Der einzige Sohn, Chen Xu, wurde als verzogener kleiner Tyrann dargestellt, egoistisch und von vielen nicht gemocht.

Und tatsächlich entsprach das der Wahrheit.

Die drei Töchter von Chen Changping wurden oft von Madam Han geschlagen oder angeschrien.

Mädchen, die in einer solchen familiären Atmosphäre aufwachen, entwickeln natürlich einige Charakterfehler.

Yingbao erinnerte sich noch gut daran, wie Madam Han sie, als sie fünf Jahre alt war und zur Familie Chen zurückgebracht wurde, mit einem Bambusstock schlug, sobald sie die Tür betrat. Ihr Rücken, ihre Arme und Beine waren mit blauen Flecken übersät.

Wahrscheinlich bedauerte Madam Han, dass sie sich von den zwei Taels Silber getrennt hatte, die sie der Familie Jiang gegeben hatte, und war wegen früherer Probleme frustriert.
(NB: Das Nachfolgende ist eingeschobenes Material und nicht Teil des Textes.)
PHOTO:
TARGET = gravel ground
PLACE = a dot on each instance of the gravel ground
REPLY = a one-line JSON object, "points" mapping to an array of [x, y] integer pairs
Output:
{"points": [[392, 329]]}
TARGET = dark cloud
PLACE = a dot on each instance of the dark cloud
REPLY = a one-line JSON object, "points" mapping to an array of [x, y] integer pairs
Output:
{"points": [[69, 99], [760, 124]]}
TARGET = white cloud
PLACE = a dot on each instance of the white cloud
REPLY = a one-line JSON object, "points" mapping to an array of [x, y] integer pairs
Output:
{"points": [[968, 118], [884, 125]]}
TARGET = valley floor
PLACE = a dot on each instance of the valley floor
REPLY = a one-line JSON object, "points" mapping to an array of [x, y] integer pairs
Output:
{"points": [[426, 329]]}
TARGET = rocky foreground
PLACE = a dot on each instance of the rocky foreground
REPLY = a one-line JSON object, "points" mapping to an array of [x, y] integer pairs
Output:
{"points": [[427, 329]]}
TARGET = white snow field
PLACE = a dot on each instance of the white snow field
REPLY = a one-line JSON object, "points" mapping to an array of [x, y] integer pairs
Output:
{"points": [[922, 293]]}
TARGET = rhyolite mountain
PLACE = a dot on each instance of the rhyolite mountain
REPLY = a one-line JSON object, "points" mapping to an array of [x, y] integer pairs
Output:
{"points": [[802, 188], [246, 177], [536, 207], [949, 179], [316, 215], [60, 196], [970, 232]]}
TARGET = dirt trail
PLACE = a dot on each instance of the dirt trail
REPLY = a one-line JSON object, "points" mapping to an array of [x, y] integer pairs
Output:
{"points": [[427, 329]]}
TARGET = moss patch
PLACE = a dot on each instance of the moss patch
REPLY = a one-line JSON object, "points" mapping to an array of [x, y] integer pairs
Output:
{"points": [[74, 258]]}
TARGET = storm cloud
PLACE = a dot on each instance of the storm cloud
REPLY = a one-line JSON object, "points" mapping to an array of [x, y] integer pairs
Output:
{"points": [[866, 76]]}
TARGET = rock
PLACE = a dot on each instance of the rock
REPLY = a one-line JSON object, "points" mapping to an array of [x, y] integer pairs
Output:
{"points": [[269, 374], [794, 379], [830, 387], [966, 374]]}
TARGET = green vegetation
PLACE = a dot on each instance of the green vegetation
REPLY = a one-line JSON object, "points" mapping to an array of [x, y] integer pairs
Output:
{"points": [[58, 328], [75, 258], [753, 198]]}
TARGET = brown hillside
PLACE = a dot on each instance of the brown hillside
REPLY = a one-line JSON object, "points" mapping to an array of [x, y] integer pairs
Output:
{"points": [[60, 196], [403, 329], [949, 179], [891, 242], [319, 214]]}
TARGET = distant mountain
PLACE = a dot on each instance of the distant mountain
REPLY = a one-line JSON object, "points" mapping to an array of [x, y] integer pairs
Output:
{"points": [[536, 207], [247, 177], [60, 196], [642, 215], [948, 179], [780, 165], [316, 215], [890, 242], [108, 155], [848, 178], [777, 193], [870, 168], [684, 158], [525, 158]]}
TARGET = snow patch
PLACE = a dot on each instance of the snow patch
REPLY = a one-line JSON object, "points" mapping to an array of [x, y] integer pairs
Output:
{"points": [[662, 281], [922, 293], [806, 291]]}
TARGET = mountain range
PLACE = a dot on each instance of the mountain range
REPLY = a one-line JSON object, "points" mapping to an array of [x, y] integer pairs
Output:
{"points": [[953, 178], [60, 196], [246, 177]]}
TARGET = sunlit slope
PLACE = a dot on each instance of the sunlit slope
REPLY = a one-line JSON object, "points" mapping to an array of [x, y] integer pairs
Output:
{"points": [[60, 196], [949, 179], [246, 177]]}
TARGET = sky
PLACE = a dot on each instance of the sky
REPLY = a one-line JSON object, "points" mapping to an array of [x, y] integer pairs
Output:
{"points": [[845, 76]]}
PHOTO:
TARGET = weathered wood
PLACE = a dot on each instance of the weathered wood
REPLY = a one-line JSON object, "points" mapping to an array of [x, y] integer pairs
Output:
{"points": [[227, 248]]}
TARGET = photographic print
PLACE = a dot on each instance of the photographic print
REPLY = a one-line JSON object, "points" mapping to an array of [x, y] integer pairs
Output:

Als sie sah, dass Yingbao weinte und einen Aufstand machte, wollte sie ihre Autorität über ihre neue Tochter behaupten und ihrem eigenen Ärger Luft machen.

Schließlich war der Prozess der Wiedergewinnung ihrer Tochter voller Komplikationen und endete sogar vor Gericht.

Durch den Prozess, obwohl es schien, als hätte die Familie Chen gewonnen, verloren sie doch ihren Ruf im Dorf.

Aber für Madam Han war ihr Wunsch in Erfüllung gegangen. Im nächsten Jahr gebar sie einen großen, dicken Sohn.

Chen Changping war außer sich vor Freude und suchte in zahlreichen Büchern nach einem Namen für seinen Sohn - ein verheißungsvoller Name war "Xu" und sein Koseiname wurde "Baobao".

Für Yingbao, die sie in all dem als Werkzeug benutzten, begann ab diesem Tag ein elendes Leben in der Chen-Familie.